Sunday, October 2, 2011

Ki Tetze 5771

Since few—if any—readers own donkeys or oxen, why bother to consider one of the verses in Parashat Ki Tetze:  “You shall not plow with an ox and a donkey together” (Deuteronomy 22:10)?  Since we’ll never have occasion to do such a thing, perhaps the verse is meaningless to us.

But before we dismiss it, let’s consider the verse more closely—particularly since, as non-farmers, we might not understand it fully.  Why not yoke the ox and the donkey together?  Not because of diminished productivity (that is, the farmer’s lost earnings), but rather out of concern for the animals’ welfare.  An ox and a donkey are of substantially unequal strengths.  If they are yoked together, they will draw at different paces.  They will be able to work for different amounts of time.  One might be dragged along, exhausted.  The unbalanced yoke might cut them.  It isn’t humane to form a partnership of two such mismatched animals.

For which creature should we be primarily concerned?  Is it the brawny ox, who can’t accomplish as much if tethered to the smaller donkey?  Or for the donkey, who works extra hard just to keep up, who has to rush so as not to be strangled?  The Jewish concern is primarily for the donkey, that is, the underdog.

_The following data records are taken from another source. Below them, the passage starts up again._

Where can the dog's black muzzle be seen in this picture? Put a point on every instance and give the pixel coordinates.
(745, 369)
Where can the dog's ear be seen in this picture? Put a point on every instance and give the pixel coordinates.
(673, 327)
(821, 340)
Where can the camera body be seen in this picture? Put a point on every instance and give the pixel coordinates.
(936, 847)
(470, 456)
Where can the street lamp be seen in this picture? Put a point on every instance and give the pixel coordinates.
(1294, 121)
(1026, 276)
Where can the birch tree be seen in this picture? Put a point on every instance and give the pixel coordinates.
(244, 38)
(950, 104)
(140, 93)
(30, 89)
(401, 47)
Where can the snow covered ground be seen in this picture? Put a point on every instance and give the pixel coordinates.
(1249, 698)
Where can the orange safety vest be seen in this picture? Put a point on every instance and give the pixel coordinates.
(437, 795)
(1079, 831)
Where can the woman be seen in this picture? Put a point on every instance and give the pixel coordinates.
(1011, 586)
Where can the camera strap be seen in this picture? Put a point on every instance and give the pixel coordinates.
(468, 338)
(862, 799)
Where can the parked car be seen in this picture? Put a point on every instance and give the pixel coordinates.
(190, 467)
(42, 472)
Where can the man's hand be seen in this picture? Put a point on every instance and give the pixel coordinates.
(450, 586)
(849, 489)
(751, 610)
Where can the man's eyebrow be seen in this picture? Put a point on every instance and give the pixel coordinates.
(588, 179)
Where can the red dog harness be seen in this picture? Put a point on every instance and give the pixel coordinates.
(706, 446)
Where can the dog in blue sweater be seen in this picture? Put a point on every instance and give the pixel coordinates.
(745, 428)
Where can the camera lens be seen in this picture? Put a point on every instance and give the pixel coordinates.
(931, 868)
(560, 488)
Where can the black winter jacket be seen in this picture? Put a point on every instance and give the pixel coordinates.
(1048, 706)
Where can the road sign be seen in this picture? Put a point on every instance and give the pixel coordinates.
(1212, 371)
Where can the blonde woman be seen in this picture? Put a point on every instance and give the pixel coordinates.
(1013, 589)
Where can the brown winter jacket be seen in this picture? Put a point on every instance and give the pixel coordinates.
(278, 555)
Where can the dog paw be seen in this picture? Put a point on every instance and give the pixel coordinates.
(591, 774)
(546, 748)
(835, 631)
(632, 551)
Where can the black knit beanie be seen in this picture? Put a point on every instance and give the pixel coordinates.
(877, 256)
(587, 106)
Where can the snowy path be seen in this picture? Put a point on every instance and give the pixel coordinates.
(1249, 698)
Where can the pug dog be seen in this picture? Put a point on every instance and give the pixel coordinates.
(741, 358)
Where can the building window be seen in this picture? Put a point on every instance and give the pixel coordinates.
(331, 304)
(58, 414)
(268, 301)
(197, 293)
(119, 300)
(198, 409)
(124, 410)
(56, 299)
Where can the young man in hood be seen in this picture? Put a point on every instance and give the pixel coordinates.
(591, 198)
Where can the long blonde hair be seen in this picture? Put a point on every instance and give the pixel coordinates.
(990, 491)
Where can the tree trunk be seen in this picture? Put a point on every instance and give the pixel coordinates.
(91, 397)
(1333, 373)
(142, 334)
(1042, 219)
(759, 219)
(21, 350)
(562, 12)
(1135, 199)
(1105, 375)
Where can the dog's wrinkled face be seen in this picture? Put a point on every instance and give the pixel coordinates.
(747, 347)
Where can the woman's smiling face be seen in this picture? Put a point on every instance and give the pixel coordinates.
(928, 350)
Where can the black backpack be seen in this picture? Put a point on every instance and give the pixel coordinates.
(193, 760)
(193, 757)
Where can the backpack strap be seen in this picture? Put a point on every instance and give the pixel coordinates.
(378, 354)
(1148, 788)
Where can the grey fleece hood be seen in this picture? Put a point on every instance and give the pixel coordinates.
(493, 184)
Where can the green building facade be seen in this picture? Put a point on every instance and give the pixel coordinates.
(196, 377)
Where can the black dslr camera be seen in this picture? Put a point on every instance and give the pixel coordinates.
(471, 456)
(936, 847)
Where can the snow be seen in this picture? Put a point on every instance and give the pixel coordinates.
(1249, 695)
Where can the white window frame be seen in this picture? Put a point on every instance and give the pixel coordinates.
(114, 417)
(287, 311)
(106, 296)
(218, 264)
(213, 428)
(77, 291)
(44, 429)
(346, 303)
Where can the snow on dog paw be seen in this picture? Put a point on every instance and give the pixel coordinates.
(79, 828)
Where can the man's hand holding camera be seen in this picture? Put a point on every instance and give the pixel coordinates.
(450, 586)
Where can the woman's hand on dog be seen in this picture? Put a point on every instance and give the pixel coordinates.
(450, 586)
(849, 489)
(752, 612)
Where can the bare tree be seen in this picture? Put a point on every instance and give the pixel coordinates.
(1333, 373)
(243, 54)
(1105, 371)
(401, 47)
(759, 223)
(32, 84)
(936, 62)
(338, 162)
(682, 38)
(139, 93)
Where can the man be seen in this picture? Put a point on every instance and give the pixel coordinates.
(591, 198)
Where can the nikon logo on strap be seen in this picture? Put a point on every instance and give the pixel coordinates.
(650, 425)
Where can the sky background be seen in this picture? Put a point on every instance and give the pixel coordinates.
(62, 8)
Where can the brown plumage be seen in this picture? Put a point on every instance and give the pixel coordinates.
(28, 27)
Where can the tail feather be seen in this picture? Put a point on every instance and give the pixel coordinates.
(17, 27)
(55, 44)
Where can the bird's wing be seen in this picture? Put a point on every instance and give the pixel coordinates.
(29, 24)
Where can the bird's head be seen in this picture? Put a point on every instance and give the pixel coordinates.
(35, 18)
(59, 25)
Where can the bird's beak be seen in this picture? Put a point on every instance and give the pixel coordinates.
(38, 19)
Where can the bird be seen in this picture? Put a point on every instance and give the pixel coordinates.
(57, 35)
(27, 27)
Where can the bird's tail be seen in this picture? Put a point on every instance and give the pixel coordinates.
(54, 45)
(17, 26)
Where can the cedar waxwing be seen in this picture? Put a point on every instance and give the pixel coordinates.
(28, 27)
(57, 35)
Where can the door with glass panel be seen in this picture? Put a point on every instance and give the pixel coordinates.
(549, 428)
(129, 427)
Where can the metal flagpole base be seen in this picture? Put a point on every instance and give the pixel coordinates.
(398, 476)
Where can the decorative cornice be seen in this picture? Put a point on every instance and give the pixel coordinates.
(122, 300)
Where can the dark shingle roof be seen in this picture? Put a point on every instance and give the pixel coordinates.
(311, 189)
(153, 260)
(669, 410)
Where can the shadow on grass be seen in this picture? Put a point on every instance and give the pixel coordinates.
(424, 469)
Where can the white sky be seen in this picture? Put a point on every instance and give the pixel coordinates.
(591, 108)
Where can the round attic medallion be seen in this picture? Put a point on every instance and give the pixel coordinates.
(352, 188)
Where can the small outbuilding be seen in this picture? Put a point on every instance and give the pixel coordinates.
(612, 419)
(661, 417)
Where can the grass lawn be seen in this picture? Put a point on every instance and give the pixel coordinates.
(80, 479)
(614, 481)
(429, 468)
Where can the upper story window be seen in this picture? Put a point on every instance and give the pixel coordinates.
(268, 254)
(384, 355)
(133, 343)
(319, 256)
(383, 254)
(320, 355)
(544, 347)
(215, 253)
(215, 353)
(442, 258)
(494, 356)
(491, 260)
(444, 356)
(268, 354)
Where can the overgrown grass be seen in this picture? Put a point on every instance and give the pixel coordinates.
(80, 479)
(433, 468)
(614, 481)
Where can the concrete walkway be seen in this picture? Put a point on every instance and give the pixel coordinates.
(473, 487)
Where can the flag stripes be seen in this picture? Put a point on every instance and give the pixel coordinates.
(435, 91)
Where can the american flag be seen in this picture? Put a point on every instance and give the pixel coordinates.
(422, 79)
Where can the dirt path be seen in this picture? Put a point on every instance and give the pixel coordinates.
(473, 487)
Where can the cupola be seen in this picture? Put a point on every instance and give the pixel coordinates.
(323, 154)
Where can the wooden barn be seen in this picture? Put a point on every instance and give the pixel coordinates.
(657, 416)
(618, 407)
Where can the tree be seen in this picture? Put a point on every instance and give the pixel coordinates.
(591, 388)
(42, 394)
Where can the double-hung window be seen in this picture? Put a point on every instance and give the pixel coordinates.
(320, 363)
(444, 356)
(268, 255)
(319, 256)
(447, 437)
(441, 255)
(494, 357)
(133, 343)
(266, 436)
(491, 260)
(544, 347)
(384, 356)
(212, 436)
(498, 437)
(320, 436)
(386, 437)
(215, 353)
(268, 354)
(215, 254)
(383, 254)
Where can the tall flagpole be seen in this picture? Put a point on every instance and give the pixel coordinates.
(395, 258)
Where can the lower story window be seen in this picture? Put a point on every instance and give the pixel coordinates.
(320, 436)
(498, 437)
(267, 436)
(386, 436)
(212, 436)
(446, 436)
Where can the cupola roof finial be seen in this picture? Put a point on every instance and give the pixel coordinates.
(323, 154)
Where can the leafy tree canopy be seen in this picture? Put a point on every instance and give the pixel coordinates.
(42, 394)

The central narrative of the Jewish people is the Exodus:  our slavery in Egypt, and our release into freedom and covenant.  It is this story that makes us who we are.  We re-tell it when we pray, between conclusion of V’ahavta (“I am Adonai your God, who led you out of Egypt to be your God…”) and Michamocha, our song of redemption.  At Passover, we don’t just re-tell it—we experience it anew through culinary reenactment (“in every generation, each person is obligated to regard him or herself as though s/he had actually gone forth out of Egypt”).  We do this not only so that we will value our freedom, but also to remember our slavery.  We want the taste of maror, of bitterness, in our mouths so that we will know what misery feels like.  Why?  So that we will perpetually be on the side of the underdog, the powerless, the voiceless, the downtrodden … the donkey.  That is what it means to be a Jew. 

From an “irrelevant” statement about mismatched farm animals, we can discern the central principle of Judaism.